[PATCH] Fix fake numa on ppc

Wed Sep 2 15:58:41 EST 2009

On Wed, 2 Sep 2009, Ankita Garg wrote:

> > > With the patch,
> > > 
> > > # cat /proc/cmdline
> > > root=/dev/sda6  numa=fake=2G,4G,,6G,8G,10G,12G,14G,16G
> > > # cat /sys/devices/system/node/node0/cpulist
> > > 0-3
> > > # cat /sys/devices/system/node/node1/cpulist
> > > 
> > 
> > Oh! interesting.. cpuless nodes :) I think we need to fix this in the
> > longer run and distribute cpus between fake numa nodes of a real node
> > using some acceptable heuristic.
> >
> 
> True. Presently this is broken on both x86 and ppc systems.
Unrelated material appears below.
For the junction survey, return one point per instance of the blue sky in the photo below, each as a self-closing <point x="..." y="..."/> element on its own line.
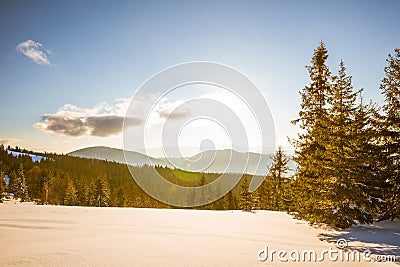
<point x="100" y="51"/>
It would be
> interesting to find a way to map, for example, 4 cpus to >4 number of
> fake nodes created from a single real numa node!
>  

We've done it for years on x86_64.  It's quite trivial to map all fake 
nodes within a physical node to the cpus to which they have affinity both 
via node_to_cpumask_map() and cpu_to_node_map().  There should be no 
kernel space dependencies on a cpu appearing in only a single node's 
cpumask and if you map each fake node to its physical node's pxm, you can 
index into the slit and generate local NUMA distances amongst fake nodes.

So if you map the apicids and pxms appropriately depending on the 
physical topology of the machine, that is the only emulation necessary on 
x86_64 for the page allocator zonelist ordering, task migration, etc.  (If 
you use CONFIG_SLAB, you'll need to avoid the exponential growth of alien 
caches, but that's an implementation detail and isn't really within the 
scope of numa=fake's purpose to modify.)